I watched the BBC documentary Heavy Metal Britannia on Friday night, as the missus was out and I could indulged in a bit of sweaty maleness. It was a good history of the genre, from about 1970 to 1990 or so, just at the period when it's place in the teenage life as complicated by the arrival of grunge and goth.
Metal comes across in the doc as a kind of decadent form of the blues rock sound that had been evolving since the early sixties, a lineage coming via Eric Clapton and Jimi Hendrix and a few power chord-based rock classics like The Kinks's You've Really Got Me Going and the harder sound coming out of LA via The Doors, Steppenwolf and Iron Burretfly (the documentary does a great jobon the musical forebears and some guitarist (I forget who, might have been Ian Gillan, who's a singer.... but anyway) illustrates the evolution of a standard blues riff (from Brooke Benton's Kiddyo) into Led Zep's A Whole Lotta Love.
The hippy dream showed youth in the ascendent, but metal came along at a time - the early 70s - when the hippy dream was over and things took on a more hopeless tone, singing about apocalypses to come and self-abnegation through hedonism, a lot like glam but without the sexual ambiguity and artsy pretense.

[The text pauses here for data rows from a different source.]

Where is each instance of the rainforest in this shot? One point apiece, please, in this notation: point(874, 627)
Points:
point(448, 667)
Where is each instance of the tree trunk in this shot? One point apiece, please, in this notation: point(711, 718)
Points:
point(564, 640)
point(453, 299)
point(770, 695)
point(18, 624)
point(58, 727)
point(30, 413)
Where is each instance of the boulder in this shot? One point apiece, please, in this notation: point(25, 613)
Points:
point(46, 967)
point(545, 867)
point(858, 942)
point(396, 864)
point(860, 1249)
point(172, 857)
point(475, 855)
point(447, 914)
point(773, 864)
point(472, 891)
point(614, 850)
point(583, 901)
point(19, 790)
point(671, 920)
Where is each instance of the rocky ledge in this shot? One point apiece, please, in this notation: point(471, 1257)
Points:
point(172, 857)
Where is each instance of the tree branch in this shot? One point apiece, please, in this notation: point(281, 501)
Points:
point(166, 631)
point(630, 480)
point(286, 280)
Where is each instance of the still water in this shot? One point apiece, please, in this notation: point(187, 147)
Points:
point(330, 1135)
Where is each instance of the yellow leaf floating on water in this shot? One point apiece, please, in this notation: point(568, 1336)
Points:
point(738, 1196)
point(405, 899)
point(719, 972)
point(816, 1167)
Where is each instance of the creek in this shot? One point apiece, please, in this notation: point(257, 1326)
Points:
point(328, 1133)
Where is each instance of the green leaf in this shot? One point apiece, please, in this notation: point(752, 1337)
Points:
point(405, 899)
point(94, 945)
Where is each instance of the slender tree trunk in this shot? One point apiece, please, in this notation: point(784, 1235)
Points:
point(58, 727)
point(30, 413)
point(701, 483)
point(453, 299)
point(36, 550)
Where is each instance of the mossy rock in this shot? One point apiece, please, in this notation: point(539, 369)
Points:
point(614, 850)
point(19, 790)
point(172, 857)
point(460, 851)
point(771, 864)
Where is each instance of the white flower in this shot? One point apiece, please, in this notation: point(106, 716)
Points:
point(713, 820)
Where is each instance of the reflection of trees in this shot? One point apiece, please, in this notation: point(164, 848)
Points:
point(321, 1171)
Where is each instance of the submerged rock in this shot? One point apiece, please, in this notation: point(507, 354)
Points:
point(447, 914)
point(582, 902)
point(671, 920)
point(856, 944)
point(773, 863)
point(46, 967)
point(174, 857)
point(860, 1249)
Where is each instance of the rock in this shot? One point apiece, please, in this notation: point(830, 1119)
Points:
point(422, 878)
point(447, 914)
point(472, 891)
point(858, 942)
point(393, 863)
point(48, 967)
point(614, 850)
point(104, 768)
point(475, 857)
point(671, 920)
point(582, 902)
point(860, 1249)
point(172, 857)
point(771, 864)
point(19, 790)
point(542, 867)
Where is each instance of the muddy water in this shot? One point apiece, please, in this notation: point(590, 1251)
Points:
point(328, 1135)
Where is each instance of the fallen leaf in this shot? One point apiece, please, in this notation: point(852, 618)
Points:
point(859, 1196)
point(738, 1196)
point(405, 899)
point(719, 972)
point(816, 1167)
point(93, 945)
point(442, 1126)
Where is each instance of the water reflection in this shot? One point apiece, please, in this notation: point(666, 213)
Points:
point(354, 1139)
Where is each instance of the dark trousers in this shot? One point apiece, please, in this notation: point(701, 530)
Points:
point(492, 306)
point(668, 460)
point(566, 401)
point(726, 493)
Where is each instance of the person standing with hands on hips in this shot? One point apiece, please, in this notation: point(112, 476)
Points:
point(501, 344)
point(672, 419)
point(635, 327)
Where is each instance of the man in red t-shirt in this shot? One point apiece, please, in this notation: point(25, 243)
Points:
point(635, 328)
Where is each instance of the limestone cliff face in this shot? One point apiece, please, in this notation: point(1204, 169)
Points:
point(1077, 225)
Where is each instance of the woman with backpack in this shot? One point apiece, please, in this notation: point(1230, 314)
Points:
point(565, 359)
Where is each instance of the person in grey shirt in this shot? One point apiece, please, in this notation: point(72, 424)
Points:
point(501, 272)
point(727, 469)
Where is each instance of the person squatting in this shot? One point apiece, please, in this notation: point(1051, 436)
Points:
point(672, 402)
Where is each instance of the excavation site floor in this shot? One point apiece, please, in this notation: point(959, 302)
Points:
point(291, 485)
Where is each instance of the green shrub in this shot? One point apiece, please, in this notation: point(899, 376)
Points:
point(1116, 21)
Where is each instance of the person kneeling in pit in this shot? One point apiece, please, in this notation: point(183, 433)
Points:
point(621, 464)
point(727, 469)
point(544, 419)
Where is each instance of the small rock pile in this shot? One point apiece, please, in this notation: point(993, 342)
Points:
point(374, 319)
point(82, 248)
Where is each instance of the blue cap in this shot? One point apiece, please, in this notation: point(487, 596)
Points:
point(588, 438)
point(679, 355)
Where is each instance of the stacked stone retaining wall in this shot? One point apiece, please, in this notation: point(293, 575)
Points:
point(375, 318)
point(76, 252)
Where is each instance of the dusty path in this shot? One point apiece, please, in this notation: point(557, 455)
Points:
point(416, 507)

In fact, the lack of depth that characterises metal versus glam (and later versus punk and indie and various other flavours of rock) is what makes it so easy to mock. The limited intellectual scope for the genre makes it best when the pratitioners just get on with rocking out. As soon as they introduce elements of fine musicianship or intimations of a message, metal becomes rapidly unstuck.
Goth is pretty much the metal of the punk generation and it's interesting that metal and goth are both heavily associated with the fantasy genres, which also often dwell on past glories of vanished empires. The vampire is to goth what the rampaging Conan-esque barbarian is to metal, with Elric as a kind of intermediate figure. Metal comes at the end of the space race and the huge push that SF got from it, but by the seventies fantasy had so occupied the genre space that a blatant fantasy movie stole all SF's best toys. Goth comes at the end of the initial cyberpunk phase, pushing out the rationalistic fantasies of the burgenoing cyber world with fantasies of parasites and monsters.
Fantasy is a turning away in many ways, a way of saying things that are too hard to say in unadorned terms, a way to place the loss of hope or the death of the old away from us. These decadent forms grow out of the unfulfilled hopefulness of the previous genre - the hope offered by rock in the sixties and punk in the 70s turned sour, the hope of the rocket age and the computer age turned rotten. In these times, people turn to fantasy, but the next wave of hopefulness is never far behind.